Deferred annuities are calculated using the standard CSRS and FERS formulas, with your years of service and high-3 being the ones you had on the day you left government. The latter is important to stress: the high-3 is not adjusted over time for pay raises, retiree COLAs or for any other reason, and thus the longer the time between your separation and the beginning of your annuity, the more your benefit will have eroded to inflation.
Under both retirement systems, you’d begin receiving annual cost-of-living adjustments (COLAs) beginning at age 62.
As a FERS deferred retiree, you wouldn’t be eligible to receive the special retirement supplement, which approximates the Social Security benefit earned while covered by FERS.
Finally, whether you are covered by CSRS nor FERS, you wouldn’t be eligible to reenroll in either the Federal Employees Health Benefits or the Federal Employees’ Group Life Insurance program.
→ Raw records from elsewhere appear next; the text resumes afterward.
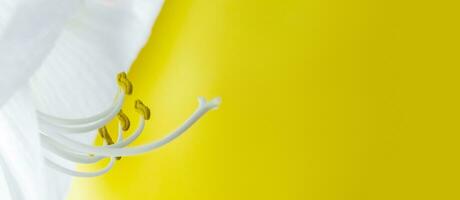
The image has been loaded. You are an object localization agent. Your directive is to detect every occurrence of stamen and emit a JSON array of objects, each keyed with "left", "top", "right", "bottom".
[
  {"left": 117, "top": 72, "right": 133, "bottom": 95},
  {"left": 134, "top": 99, "right": 150, "bottom": 120},
  {"left": 40, "top": 117, "right": 145, "bottom": 164},
  {"left": 42, "top": 98, "right": 221, "bottom": 157},
  {"left": 98, "top": 126, "right": 121, "bottom": 160},
  {"left": 45, "top": 139, "right": 115, "bottom": 178},
  {"left": 45, "top": 158, "right": 115, "bottom": 178},
  {"left": 98, "top": 126, "right": 114, "bottom": 145},
  {"left": 117, "top": 110, "right": 131, "bottom": 131}
]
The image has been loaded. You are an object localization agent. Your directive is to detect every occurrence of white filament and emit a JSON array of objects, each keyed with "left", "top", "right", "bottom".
[
  {"left": 41, "top": 97, "right": 221, "bottom": 157},
  {"left": 40, "top": 117, "right": 145, "bottom": 164},
  {"left": 39, "top": 93, "right": 125, "bottom": 133},
  {"left": 37, "top": 90, "right": 125, "bottom": 125},
  {"left": 45, "top": 158, "right": 115, "bottom": 177}
]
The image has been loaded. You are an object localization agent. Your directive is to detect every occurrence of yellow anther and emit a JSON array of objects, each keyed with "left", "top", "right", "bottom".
[
  {"left": 117, "top": 72, "right": 133, "bottom": 95},
  {"left": 98, "top": 126, "right": 114, "bottom": 145},
  {"left": 98, "top": 126, "right": 121, "bottom": 160},
  {"left": 117, "top": 110, "right": 131, "bottom": 131},
  {"left": 134, "top": 100, "right": 150, "bottom": 120}
]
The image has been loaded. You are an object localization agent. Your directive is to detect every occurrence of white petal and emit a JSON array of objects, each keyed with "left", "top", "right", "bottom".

See, Calculating a Deferred Annuity at ask.FEDweek.com
This is an option that is only available to FERS employees. If you retire under the MRA+10 provision of law you can postpone the receipt of your annuity to a later date to reduce or eliminate the 5 percent per year age penalty mentioned above.
Your annuity will be calculated using the standard FERS formula and be based on your years of service and high-3 on the day you retire. And that’s the amount you’ll receive when your annuity begins, minus any portion of the age penalty that remains.
If you were enrolled in the FEHB and/or FEGLI programs for the five consecutive years before you retire, you can reenroll in either or both of those programs when your annuity begins.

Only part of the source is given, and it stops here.